Money Mitt struck again when he tried to portray President Obama as having a weak stance on foreign policy after news broke about the violent attacks on US diplomatic missions in the Middle East. Angry mobs attacked US facilities to protest a provocative film by a California filmmaker that depicted and ridiculed the Muslim Prophet Muhammad.
The U.S. released a statement criticizing the film, however Romney launched criticisms at the President and the U.S. embassy as the attacks were taking place on U.S. diplomatic missions in Egypt and Libya. In a statement released Tuesday night, he called Obama's handling of the Libya and Egypt attacks "disgraceful."

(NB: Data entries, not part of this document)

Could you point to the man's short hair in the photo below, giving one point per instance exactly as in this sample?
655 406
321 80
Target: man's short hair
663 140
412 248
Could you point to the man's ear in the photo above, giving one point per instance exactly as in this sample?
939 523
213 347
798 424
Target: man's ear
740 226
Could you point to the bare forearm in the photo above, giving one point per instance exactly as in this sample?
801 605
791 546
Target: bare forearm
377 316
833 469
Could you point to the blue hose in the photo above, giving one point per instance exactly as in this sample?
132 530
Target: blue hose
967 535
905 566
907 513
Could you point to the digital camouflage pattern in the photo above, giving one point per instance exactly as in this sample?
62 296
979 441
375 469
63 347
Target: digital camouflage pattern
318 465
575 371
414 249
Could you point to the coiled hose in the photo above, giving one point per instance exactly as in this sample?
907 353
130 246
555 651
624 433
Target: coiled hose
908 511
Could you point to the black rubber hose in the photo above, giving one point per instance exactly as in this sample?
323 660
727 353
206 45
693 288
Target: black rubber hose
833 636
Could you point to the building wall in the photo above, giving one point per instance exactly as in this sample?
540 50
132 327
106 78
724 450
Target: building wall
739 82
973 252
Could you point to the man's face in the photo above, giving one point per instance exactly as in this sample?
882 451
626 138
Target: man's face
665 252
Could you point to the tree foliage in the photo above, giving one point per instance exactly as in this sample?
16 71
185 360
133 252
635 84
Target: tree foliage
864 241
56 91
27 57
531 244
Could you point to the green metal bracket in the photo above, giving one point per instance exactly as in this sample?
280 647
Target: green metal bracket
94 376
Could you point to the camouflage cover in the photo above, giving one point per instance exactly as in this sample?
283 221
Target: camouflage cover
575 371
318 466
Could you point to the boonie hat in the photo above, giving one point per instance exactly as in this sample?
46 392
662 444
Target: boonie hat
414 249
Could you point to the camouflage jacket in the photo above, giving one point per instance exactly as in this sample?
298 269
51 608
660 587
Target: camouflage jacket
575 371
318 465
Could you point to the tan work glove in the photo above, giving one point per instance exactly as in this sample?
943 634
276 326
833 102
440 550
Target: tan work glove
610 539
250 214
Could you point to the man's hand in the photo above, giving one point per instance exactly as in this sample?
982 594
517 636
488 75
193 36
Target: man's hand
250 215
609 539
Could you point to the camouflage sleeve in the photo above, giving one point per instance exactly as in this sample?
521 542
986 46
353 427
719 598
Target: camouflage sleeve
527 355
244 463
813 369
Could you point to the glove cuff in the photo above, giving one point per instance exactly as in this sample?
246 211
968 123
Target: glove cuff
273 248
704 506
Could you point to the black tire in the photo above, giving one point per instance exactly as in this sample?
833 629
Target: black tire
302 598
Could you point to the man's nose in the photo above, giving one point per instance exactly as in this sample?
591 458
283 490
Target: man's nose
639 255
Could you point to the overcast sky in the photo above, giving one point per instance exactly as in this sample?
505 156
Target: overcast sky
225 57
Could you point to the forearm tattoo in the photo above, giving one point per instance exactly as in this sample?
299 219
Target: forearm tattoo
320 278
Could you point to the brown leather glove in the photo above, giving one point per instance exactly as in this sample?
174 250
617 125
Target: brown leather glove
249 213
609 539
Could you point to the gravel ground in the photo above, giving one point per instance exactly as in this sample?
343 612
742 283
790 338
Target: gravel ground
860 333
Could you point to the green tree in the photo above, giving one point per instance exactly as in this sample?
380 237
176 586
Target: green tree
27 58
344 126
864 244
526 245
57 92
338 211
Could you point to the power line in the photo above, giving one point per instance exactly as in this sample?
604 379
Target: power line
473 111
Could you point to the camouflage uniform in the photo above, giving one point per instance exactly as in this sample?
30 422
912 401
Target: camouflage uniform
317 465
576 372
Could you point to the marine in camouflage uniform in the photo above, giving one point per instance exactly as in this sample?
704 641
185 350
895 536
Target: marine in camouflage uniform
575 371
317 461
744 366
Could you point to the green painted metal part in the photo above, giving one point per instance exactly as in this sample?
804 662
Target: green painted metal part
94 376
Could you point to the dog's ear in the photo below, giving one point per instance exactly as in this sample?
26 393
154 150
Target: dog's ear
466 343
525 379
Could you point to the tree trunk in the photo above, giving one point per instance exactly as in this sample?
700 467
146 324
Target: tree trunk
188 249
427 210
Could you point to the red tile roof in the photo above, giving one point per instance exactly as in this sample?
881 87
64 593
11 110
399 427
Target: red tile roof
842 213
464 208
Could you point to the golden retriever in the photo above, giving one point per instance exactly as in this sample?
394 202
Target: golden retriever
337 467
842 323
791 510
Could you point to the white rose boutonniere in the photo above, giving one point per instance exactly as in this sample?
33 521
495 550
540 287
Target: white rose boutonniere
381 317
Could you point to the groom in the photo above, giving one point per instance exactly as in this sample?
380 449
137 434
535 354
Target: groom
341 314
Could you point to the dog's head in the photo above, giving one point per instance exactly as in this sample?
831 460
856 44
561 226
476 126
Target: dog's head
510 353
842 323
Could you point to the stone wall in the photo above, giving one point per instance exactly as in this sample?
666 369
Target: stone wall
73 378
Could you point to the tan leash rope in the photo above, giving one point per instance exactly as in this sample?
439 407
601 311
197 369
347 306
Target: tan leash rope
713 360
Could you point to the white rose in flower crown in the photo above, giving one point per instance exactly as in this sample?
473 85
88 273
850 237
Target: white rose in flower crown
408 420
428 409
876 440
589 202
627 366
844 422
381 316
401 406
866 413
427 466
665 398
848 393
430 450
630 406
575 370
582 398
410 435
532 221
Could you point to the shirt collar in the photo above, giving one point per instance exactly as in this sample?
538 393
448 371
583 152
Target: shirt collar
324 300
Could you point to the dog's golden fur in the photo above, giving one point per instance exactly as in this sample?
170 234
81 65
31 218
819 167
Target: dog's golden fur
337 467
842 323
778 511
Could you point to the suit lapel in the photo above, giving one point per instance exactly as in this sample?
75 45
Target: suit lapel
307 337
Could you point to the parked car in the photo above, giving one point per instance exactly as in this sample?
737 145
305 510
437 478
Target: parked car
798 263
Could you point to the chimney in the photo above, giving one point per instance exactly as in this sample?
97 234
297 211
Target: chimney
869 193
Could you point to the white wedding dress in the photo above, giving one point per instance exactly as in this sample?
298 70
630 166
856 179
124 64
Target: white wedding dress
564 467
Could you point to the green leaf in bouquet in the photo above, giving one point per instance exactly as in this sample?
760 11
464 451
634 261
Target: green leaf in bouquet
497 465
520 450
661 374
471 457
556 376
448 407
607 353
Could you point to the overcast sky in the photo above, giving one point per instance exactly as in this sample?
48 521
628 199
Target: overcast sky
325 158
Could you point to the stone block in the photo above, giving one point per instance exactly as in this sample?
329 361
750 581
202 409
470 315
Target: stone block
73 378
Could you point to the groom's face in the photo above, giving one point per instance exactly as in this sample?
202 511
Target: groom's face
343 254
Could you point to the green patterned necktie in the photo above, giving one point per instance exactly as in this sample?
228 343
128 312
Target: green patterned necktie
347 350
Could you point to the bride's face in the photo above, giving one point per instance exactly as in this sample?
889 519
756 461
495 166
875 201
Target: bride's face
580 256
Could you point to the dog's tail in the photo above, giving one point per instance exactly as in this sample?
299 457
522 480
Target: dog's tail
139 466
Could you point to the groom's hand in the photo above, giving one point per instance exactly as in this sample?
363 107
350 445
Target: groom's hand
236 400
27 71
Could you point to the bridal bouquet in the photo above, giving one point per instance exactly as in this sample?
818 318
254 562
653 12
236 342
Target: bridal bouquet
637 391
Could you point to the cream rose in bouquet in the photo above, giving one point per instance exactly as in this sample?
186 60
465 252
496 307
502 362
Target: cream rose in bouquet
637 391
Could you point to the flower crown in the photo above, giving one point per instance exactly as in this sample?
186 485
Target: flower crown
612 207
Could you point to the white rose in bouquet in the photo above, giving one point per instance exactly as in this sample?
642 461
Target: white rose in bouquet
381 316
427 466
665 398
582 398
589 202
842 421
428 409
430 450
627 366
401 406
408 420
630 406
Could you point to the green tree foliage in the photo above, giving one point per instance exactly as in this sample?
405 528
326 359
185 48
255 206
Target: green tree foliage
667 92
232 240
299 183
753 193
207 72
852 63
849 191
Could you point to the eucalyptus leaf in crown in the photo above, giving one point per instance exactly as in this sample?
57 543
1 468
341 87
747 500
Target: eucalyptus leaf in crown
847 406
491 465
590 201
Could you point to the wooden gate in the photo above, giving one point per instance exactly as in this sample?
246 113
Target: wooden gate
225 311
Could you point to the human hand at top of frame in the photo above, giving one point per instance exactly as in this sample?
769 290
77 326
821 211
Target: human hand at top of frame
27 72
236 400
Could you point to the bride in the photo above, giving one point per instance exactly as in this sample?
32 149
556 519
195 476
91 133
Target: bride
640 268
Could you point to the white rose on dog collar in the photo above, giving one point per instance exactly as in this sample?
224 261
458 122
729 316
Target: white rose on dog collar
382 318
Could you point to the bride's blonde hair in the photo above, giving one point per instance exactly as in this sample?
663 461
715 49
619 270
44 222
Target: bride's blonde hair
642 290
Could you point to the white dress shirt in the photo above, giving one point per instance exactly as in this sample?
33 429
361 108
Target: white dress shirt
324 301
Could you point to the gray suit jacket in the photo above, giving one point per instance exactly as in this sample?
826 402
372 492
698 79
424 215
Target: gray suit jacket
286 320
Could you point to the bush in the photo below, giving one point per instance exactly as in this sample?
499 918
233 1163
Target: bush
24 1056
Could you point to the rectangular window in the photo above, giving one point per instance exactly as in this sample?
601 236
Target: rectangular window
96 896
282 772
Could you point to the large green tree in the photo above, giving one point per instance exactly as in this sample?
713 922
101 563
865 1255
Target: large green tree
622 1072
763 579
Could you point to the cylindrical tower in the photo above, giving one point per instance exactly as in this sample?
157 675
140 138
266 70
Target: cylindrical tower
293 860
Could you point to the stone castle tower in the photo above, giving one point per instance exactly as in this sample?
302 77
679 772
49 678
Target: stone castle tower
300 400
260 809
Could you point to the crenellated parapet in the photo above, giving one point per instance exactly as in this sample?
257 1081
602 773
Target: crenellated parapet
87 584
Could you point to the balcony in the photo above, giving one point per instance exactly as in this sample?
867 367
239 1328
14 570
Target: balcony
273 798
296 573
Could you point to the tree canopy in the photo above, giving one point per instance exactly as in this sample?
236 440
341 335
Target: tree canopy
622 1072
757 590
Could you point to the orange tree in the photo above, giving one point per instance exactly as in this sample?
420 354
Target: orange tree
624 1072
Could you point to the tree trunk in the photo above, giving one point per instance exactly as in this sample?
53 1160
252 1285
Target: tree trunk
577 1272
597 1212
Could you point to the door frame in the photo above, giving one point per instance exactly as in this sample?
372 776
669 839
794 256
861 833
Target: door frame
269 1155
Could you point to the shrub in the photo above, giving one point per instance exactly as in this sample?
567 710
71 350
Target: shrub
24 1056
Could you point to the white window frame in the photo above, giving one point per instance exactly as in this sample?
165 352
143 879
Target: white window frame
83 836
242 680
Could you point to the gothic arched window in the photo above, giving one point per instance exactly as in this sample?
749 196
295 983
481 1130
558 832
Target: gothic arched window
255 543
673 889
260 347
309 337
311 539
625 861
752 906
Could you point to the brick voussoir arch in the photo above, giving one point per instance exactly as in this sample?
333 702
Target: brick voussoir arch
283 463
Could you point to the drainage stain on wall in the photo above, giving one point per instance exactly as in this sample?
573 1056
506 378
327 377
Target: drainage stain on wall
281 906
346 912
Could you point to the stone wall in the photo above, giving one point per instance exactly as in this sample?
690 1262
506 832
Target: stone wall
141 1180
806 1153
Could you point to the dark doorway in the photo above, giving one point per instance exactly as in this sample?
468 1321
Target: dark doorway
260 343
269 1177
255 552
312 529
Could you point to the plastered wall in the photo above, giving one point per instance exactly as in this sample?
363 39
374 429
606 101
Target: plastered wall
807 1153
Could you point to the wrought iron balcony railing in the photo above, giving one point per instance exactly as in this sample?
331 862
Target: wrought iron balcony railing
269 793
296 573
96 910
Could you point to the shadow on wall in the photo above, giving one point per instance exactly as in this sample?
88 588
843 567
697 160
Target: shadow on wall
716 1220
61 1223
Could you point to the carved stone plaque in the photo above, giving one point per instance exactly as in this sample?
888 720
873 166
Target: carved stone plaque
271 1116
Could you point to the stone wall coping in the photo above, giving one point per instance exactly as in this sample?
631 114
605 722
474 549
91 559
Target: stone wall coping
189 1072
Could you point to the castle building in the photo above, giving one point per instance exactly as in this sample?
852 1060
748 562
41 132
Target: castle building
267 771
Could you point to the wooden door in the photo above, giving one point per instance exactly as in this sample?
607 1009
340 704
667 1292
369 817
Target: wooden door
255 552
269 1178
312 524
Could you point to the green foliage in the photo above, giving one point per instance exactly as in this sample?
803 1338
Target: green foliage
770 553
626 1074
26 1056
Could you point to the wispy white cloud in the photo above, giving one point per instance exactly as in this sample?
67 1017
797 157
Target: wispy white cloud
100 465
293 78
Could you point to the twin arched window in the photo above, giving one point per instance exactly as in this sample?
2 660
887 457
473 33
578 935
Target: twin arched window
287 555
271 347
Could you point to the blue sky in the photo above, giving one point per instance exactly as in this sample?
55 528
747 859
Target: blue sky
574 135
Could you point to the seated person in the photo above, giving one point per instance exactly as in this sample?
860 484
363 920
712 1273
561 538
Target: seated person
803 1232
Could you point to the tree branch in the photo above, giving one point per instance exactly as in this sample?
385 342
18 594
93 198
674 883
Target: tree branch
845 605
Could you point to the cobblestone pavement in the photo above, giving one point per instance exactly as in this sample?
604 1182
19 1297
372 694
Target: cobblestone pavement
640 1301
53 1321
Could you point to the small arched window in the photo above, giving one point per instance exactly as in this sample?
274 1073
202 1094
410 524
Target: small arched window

In Benghazi, four Americans, including the U.S. ambassador to Libya, were killed. Romney’s accusation was based on a statement released by the embassy in Cairo. On Wednesday morning, when more data about the tragedy was released, Romney upheld his critical stance on the President, saying that his administration "sympathized" with the mob in Egypt while he was in Florida, a key swing state.
"The president takes responsibility not just for the words that come from his mouth, but also for the words that come from his ambassadors, from his administration, from his embassies, from his State Department. They clearly sent mixed messages to the world. The statement that came from the administration — and the embassy is the administration — the statement that came from the administration was a statement which is akin to apology. And I think was a severe miscalculation."
Mitt's inappropriate comment shows a lack of judgment, sensitivity and leadership. This isn’t the first time that Mitt Romney spoke out of bounds, and we're confident it won’t be the last.
Remember when he insulted London during his first diplomatic outing by questioning whether it was capable of staging a successful Olympic Games? How about the time he wrote, "let Detroit go bankrupt"? And, of course, no one can forget when told a CNN reporter that he is "not concerned about the very poor" because they "have a safety net there." But don't worry, poor people, if your safety net needs repair, Mitt vows that he'll "fix it."
Time and time again, Mitt has proven himself to be an out-of-touch businessman in desperate need of a diplomacy class. When will he learn?